Wednesday, 5 September 2007

Scooby, D. D., where are you? - Searching for papers online

One of my pet annoyances is searching on a journal website for an article that I know exists, but not being able to find it. Let's take a real-life example...

I met Douglas Hawkins at the ACS and wanted to look up his papers in JCIM/JCICS. I've bookmarked the JCIM TOC page, so I go there. At the top is a handy little shortcut for finding papers by a particular author. So I type in "Hawkins" next to the Author drop-down box, and click "Search"...

10 documents. Of which half are Douglas Hawkins (the right guy), and the other half are Donald Hawkins (the wrong guy). In addition, both JCIM and JCICS were searched. Great. This is where I should have stopped. Instead I decided I only wanted to find those papers by Douglas Hawkins. The following are my attempts to find his papers:

Hawkins, D. M.: 7 article. All false positives.
Hawkins D M: ditto
"Hawkins, D. M.": 0 documents
D M Hawkins: It's my favourite 7 articles again.
D Hawkins: 24 articles. No articles by D. M. Hawkins included.

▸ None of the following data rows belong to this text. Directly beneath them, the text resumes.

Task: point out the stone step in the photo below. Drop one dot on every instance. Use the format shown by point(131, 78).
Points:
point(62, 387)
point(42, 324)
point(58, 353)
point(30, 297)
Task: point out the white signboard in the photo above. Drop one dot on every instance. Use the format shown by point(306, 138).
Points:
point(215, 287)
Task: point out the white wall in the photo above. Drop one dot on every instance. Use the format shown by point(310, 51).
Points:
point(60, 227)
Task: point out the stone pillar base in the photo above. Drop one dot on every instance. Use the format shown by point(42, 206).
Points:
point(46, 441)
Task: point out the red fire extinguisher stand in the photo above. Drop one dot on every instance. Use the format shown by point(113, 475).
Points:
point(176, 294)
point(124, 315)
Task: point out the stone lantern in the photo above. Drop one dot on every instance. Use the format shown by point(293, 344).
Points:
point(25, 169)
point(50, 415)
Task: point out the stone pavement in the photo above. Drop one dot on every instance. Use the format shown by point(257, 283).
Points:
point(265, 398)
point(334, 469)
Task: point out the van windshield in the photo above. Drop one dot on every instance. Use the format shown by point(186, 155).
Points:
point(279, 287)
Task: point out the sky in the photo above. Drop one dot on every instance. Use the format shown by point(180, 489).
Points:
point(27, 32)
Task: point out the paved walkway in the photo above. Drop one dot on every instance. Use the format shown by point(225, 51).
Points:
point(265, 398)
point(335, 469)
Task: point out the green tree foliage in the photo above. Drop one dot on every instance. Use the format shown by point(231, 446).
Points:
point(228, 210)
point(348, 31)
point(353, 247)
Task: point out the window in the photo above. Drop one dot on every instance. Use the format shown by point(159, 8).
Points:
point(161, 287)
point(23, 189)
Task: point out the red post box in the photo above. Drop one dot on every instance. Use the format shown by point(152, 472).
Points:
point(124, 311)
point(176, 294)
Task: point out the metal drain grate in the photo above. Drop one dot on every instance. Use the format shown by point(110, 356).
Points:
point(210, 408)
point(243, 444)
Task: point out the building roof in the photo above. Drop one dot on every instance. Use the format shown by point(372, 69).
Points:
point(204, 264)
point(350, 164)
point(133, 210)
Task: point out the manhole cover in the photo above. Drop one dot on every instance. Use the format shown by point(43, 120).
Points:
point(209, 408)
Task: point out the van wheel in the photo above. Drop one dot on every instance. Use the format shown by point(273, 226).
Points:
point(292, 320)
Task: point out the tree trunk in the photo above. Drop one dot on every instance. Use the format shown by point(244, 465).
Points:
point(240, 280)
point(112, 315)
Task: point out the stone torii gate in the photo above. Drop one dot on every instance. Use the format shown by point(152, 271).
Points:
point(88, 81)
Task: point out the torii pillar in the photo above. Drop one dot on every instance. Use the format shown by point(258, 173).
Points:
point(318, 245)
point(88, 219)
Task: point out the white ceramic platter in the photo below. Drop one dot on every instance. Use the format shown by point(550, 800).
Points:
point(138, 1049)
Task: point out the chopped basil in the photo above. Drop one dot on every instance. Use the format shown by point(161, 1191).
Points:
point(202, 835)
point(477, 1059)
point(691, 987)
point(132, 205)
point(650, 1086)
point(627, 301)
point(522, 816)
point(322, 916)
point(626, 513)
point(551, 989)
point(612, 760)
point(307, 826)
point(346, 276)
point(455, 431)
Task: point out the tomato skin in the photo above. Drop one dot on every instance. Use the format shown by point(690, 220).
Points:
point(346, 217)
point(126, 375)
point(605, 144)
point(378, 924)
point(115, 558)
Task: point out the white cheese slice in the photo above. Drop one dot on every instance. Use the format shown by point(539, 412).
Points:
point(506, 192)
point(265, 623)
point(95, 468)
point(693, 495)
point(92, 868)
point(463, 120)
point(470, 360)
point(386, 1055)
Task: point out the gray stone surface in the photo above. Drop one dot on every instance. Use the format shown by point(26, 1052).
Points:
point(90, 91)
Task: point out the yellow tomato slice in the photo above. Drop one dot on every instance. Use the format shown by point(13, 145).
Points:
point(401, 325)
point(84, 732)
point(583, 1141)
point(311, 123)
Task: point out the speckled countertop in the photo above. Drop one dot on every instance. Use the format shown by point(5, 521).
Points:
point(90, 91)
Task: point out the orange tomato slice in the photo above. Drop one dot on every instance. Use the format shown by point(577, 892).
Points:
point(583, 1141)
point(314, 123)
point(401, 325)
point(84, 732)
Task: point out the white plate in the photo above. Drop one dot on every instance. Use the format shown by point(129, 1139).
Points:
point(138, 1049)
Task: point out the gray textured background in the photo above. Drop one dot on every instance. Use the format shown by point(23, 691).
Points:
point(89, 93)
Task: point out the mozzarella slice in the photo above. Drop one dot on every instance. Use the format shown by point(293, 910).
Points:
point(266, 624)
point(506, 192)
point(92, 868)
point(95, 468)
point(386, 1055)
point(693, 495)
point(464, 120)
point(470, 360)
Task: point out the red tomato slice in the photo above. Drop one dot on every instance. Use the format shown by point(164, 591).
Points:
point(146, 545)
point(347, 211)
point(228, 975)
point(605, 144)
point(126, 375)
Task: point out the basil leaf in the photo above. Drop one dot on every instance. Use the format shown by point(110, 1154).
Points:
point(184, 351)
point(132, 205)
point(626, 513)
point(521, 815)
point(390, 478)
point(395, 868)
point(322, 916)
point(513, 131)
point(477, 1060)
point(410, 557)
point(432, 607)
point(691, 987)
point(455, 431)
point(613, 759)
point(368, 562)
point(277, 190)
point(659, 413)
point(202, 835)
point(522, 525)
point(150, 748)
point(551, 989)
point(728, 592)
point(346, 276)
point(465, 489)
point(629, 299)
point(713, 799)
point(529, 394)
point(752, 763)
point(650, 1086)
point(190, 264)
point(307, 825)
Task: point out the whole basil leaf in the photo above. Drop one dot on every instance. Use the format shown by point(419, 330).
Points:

But how can I have found 24 articles for the last search? That's more than I found with just "Hawkins". Wait a second, I've been moved onto the "Advanced Article Search" page, which is searching all of the journals. So what did it find instead? It found "...Mass, J. D.; Hawkins, A. R.;". Pretty advanced searching, eh?

Thankfully, I happen to know that unlike most chemistry journals, the ACS has contributed data to PubMed. So off I go, and try:

Hawkins, D. M.: first hit contains "M. M. Hawkins"
DM Hawkins: first hit contains "Hawkins EC"
Hawkins DM: jackpot!

Now I just want those papers where Basak is a co-author:
Hawkings DM Basak: jackpot!

Incidentally, this is the first time that Pubmed has ever worked for me. This is because I always try "DM Hawkins Basak" which gives no hits (even after reading the instructions I was never able to find anything). As for how to limit the results to a particular journal? Why isn't there a drop-down box with a list of journals? Why do I have to read the instructions for the obscure syntax used by PubMed every time I want to find a paper?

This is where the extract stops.